The Burundian became the first woman in the history elected for four years at the executive committee (world soccer government) by Fifa during a Congress which was held in Mauritius.
The president of Fifa, Joseph Blatter declared: “A woman was co-opted last year for one year at the executive committee and this year, a woman officially joined the executive committee by being elected, with two others co-opted. It took us 109 years to get to this point”.
It is true that her story is rather particular and fascinating.
Lydia was born in Burundi on April 20th, 1967. She is the girl of a former president a local soccer club. She comes from one of the royal families of Burundi. “I have never play soccer, but I always lay inside. In 70s, my father was owner of a small club. Every weekend, players came home for gathering of before match. Then I followed them to the stadium”.
She has been managing Burundian soccer since 2004. She was born with passion for soccer. At the age of 6, she already followed his father to stadium. At the age of 39, she managed an automobile garage where she employed about twenty people before devoting herself to soccer.
Burundians are proud of her. She restored the image of Burundian Federation of Football (BFF), gained the trust of the members and took various initiatives, in particular in favor of feminine soccer. “I especially got the right to minimize problems, to eradicate the endemic corruption in the system, which even destroyed national competitions. There was no more championship. We need to restart everything. (…) Everybody plays soccer in the country. But unfortunately, we do not almost exist; we do not have financial means to do it. We have never participated in the African Cup of Nations; our visibility is almost at zero”.
Lydia has always been courageous. She was early a widow, and she is raising alone her two 11 and 9-year-old boys.
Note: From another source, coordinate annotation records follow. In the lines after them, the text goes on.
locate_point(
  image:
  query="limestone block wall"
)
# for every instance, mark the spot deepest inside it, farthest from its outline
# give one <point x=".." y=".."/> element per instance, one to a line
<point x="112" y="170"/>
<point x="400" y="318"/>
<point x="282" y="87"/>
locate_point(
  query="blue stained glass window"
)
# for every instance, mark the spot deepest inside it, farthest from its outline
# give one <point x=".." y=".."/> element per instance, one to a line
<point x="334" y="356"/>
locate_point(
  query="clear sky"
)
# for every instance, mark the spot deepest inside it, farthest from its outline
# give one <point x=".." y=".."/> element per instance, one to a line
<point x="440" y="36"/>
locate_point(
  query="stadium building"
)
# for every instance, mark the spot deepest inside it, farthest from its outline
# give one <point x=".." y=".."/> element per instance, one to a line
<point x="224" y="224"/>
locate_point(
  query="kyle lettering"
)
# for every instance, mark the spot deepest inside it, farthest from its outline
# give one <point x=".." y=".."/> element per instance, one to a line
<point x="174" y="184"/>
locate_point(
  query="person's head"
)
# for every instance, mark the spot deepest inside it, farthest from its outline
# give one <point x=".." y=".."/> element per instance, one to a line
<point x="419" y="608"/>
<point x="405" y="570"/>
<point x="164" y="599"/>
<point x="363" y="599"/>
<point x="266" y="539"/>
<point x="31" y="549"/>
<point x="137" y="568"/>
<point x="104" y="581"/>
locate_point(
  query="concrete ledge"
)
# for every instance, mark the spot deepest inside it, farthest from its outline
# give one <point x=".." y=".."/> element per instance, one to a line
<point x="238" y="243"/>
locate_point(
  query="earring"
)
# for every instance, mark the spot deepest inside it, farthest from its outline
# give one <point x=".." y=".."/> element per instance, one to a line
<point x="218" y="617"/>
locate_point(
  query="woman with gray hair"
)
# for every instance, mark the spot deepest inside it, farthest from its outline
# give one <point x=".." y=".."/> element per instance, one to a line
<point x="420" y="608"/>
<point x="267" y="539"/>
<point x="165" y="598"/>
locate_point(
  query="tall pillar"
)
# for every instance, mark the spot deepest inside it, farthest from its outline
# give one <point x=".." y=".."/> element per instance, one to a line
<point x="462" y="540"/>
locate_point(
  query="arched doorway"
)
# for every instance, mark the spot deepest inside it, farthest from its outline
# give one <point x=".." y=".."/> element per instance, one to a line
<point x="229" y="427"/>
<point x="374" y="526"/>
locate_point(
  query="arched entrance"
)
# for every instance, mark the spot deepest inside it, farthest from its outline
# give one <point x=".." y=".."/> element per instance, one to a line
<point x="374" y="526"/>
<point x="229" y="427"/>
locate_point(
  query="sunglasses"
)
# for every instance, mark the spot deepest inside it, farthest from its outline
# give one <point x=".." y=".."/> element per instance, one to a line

Her husband died of cancer in 2003. She became widow with two boys, one of whom Stéphane suffers from a trisomy 21.
“I work in the garage and I help children to do their homeworks. I also have a desk at home. Weekends are reserved for soccer and for the family. My two boys like soccer”. It is better with her…
Lydia Nsekera wanted Burundian women to attend football matches free of charge. As a result, this sport is very appreciated by women for that reason. “Till today, I never sign anything if there is no feminine sector in what they propose me.”
She thinks that: “Feminine soccer has to develop in the same way as male soccer and in all domains: refereeing, training, administration, governance, status of the player and marketing. Simultaneously, it must be protected from drift, as cheating.”
Sepp Blatter said about her again: “Lydia is a woman who managed to put everybody all right”.